Aide-mémoire>Aide-mémoire n°84

Un magicien dans les camps de concentration

Par Jean-Louis Rouhart

Un magicien dans les camps de concentration

Voici un roman à mettre dans toutes les mains, en particulier de ceux qui n’ont encore qu’une idée très vague de la Shoah.

En lisant le roman de l’auteur allemand Emanuel Bergmann, paru en 2017 en français aux Éditions Belfond sous le titre Max et la grande illusion, on est progressivement amené à prendre conscience des mesures qui ont frappé les citoyens de confession juive dans l’Allemagne nazie et on se retrouve plongé, à la fin de l’ouvrage, dans l’univers impitoyable des camps de concentration.

Deux intrigues, contées avec beaucoup de talent, finissent par se rejoindre. D’une part, le lecteur suit le parcours d’un magicien juif d’origine tchèque, fils d’un rabbin, Mosche Goldenhirsch, qui fait carrière, sous le nom de « Grand Zabbatini », dans le monde du cirque dans l’Allemagne des années 1930. Dénoncé comme juif par le magicien qui l’avait initié, Mosche est torturé par la Gestapo, puis envoyé au camp de Theresienstadt. Là, il parvient à survivre comme Shéhérazade, en montrant et en expliquant ses tours de magie au commandant du camp.

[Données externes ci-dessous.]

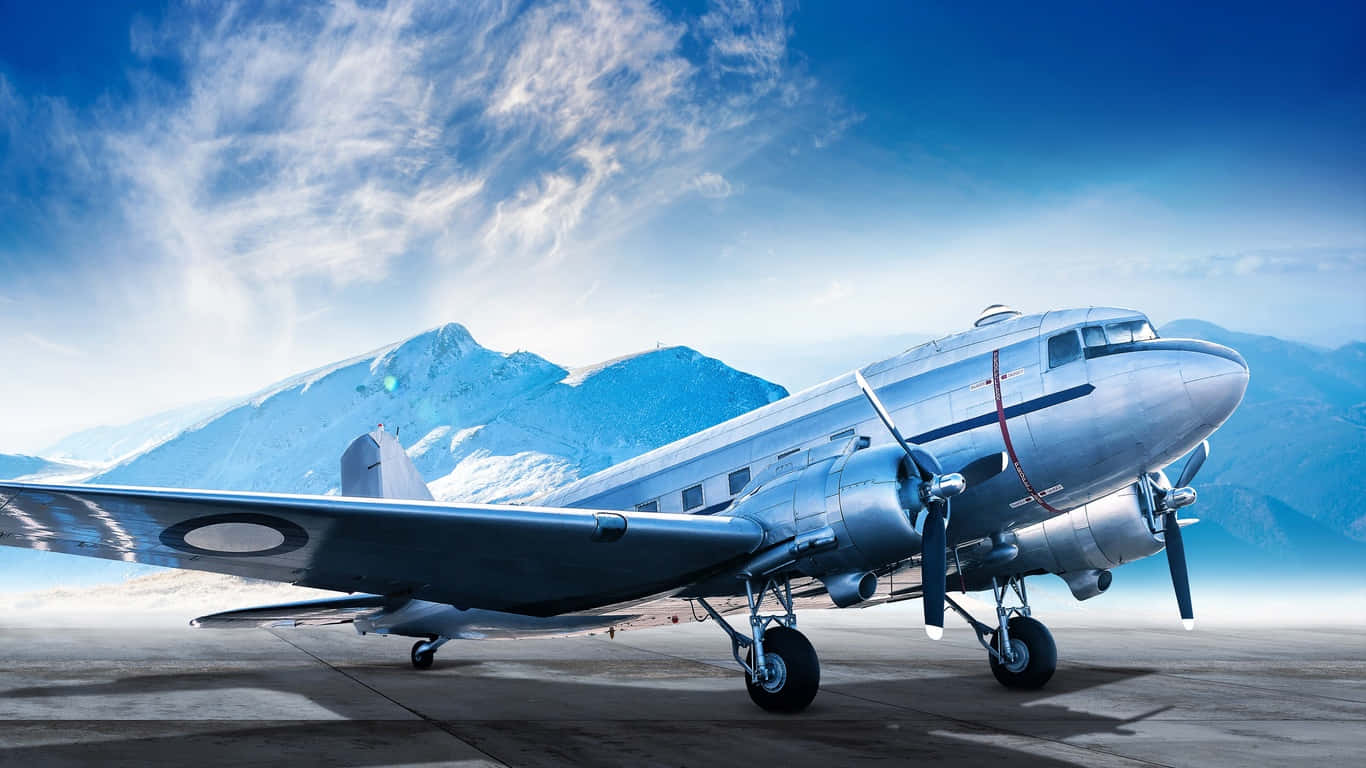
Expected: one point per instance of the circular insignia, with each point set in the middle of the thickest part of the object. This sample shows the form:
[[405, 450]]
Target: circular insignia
[[238, 535]]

L’histoire se poursuit avec la description du voyage en train du magicien de Theresienstadt au camp d’Auschwitz, voyage au cours duquel il dissimule dans sa malle à double fond une petite fille juive et lui sauve ainsi la vie sur la rampe d’Auschwitz. Parallèlement à cette intrigue, le lecteur suit les efforts d’un jeune garçon américain de confession juive (Max Cohen) qui, désespéré de voir ses parents se séparer, tente de les réconcilier à l’aide d’une formule magique d’amour éternel prononcée par le magicien Zabbatini. Comme cette formule a été enregistrée sur un disque rayé, Max se met à la recherche du magicien qu’il retrouve esseulé et désespéré dans un home. Il parvient à le convaincre de se produire dans une pizzeria à l’occasion de son anniversaire. Lors de ce spectacle, la grand-maman de Max reconnaît l’homme qui l’a cachée dans la malle. Sous le coup de l’émotion, le magicien a une crise cardiaque, puis meurt peu de temps après, entouré de personnes reconnaissantes qui prononcent pour lui le Kaddish. Les parents de Max se réconcilient.

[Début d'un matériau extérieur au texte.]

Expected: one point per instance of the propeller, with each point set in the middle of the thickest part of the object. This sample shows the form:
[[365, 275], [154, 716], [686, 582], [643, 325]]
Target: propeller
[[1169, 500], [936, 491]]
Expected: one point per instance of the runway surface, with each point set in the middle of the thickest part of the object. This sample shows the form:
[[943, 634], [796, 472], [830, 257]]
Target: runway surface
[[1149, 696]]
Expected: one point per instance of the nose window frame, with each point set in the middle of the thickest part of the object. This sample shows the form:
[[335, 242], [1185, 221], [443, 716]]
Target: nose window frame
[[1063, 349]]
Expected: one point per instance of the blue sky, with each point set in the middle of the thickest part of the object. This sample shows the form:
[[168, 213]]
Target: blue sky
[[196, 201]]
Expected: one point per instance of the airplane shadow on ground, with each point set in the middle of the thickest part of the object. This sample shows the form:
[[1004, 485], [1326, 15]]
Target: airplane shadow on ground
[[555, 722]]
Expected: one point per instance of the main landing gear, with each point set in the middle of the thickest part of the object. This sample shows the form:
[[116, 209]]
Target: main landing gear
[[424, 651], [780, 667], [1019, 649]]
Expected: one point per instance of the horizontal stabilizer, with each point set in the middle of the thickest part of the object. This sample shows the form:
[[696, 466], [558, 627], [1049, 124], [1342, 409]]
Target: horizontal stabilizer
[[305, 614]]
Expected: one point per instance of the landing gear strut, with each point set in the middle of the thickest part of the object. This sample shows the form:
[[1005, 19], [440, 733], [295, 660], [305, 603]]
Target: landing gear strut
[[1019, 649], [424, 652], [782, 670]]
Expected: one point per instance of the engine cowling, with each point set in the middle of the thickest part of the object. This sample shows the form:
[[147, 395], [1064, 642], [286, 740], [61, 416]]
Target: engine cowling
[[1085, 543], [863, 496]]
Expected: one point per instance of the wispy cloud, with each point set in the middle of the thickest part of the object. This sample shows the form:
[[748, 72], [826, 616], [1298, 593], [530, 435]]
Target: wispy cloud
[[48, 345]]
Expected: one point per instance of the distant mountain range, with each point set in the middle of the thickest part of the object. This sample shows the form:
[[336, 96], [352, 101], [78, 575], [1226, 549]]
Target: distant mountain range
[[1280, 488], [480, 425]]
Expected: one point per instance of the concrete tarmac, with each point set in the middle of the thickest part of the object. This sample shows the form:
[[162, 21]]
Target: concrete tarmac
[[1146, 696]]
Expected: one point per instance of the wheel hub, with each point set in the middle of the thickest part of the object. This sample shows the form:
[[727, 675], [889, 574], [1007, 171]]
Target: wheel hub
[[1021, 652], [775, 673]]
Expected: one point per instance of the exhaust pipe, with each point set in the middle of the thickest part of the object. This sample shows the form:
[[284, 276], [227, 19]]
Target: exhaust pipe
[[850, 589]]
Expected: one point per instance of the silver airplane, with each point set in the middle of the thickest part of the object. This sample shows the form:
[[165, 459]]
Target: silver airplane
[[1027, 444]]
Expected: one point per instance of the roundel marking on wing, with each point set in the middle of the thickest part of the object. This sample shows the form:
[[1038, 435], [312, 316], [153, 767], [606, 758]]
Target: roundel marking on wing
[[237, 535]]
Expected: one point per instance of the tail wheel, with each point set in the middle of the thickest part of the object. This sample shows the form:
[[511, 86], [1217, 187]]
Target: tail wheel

Ce livre, dont la lecture est très agréable, ne nous apprend pas seulement que la magie n’est qu’une grande illusion. Il montre également, en mêlant habilement et à bon escient aspects humoristiques et dramatiques, les discriminations dont fut victime la population juive dans l’Allemagne d’avant-guerre et éclaire d’une perspective inédite – celle d’un enfant caché dans une malle – l’arrivée et la sélection des déportés sur la rampe d’Auschwitz.